Fifty per cent of interviewees said that they had used a woman in prostitution who they knew was under the control of a pimp. As one man explained,”It’s like he’s her owner.”As another man put it:”The girl is instructed to do what she needs to do. You can just relax, it’s her job.”One-half of the research participants (51%) said that they had observed a prostituted woman who had a pimp. Nearly one-third of the interviewees (31%), often those who bought sex in the Soho area, used prostituted women who were controlled by women pimps. Twenty-five per cent of the men interviewed had encountered a woman in the sex industry who they believe was forced into a brothel, massage parlour or another type of prostitution. Some of the men described pimps as abusive, controlling, opportunistic, coercive and violent. They described beatings and forced addiction.”Pimps get their money and abuse them. They have no respect for them at all. They treat them virtually like dogs.”One man explained,”Some are really made to or forced – like raped – and they find there is no other hope for them. Some are being held hostage and in a brothel, not all of them but in situations where she is looking to get out. I felt a little bit guilty when I was in saunas and massage parlours.”A number of the men appeared to have a somewhat nuanced if rationalised awareness of the psychological dependence of women on pimps:”It’s a cold relationship from his part. But the woman does it because she’s in love with him and doesn’t want to
lose him.”

These men’s awareness of the sexual exploitation, coercion and violence associated with buying sex is confirmed by a significant literature on violence against women in prostitution. Watts and Zimmerman (2002) at the Department of Public Health and Policy of the London School of Hygiene and Tropical Medicine noted that trafficking for prostitution and violence against prostitutes was one of the most common and severe forms of violence against women in the world (2002). A study of 240 women prostituted in Leeds, Edinburgh, and Glasgow found that 26% of women in indoor prostitution had experienced some form of serious violence from the men who had bought them in the past six months (Church et al., 2001).

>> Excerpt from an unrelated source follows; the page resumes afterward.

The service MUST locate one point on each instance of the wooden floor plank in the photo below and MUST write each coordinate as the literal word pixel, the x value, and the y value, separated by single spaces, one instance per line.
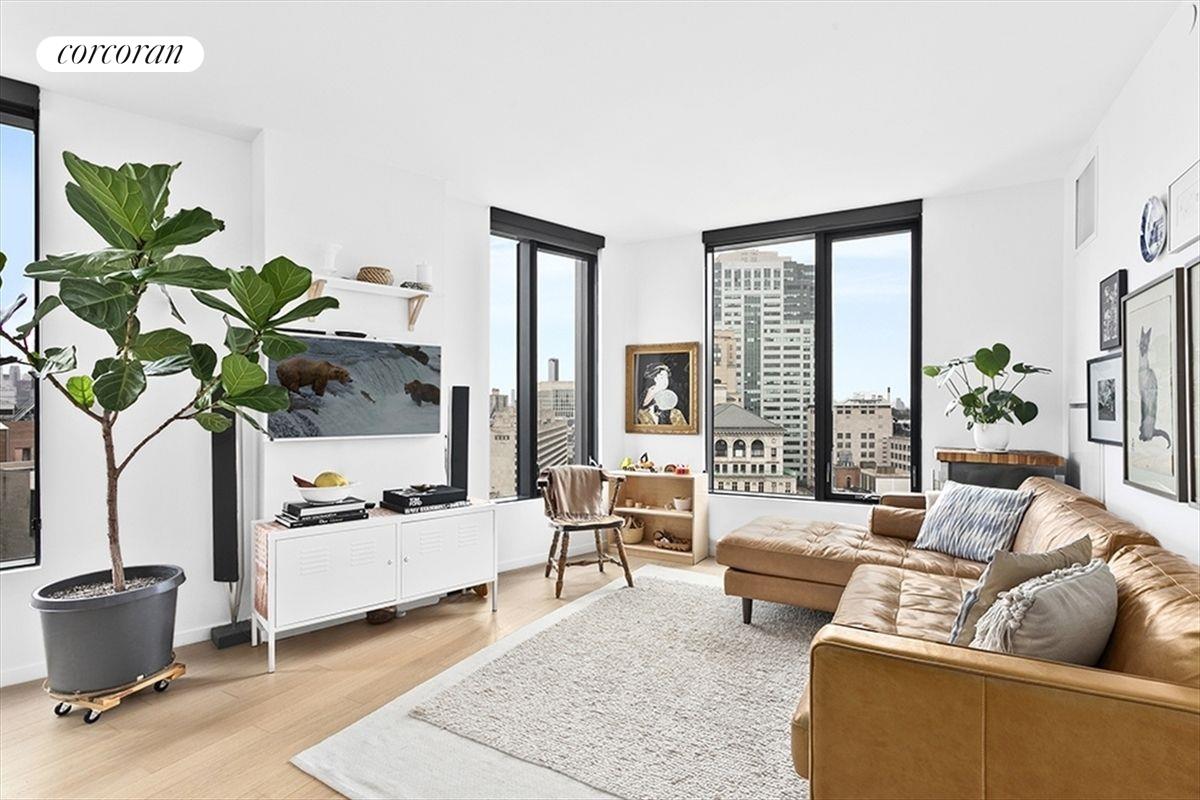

The interviewees were asked about their awareness of deception and trafficking for prostitution. Forty-three per cent of the men said that it was their impression that one-half or fewer of all those in prostitution were fully informed about the nature of prostitution. Of the men interviewed, 55% believed that a majority of women in prostitution were lured, tricked or trafficked. Thirty-six per cent said they thought that the women in prostitution they used had been trafficked to London from another country. Seeming to understand the levels of abuse and vulnerability of most women in prostitution, one man described prostituted women as”orphans or from other countries who are treated like family. But others can be treated like shit if they don’t pay their fees.”Another explained,”The guy at the top normally controls about a dozen brothels and they move them around. Some of the Chinese girls move on after just one week.”An interviewee said that in Amsterdam he assumed a woman was trafficked”because of the way it was set up with a big guy standing outside,”adding that”the woman looked younger than sixteen”and appeared to be”Polish, Russian, Albanian or Romanian.”One man described with some chagrin a prostituted and possibly trafficked woman who had told him that she was going on a holiday. Later he realised”It was against her will. When I went back two weeks later, they were not there. The phone number also did not work. They bring in girls and move them around to different points so she doesn’t know where she is… it’s sick.”Another said that he had seen women with”bruises, cuts and Eastern European accents in locations where lots of trafficked women and girls are.”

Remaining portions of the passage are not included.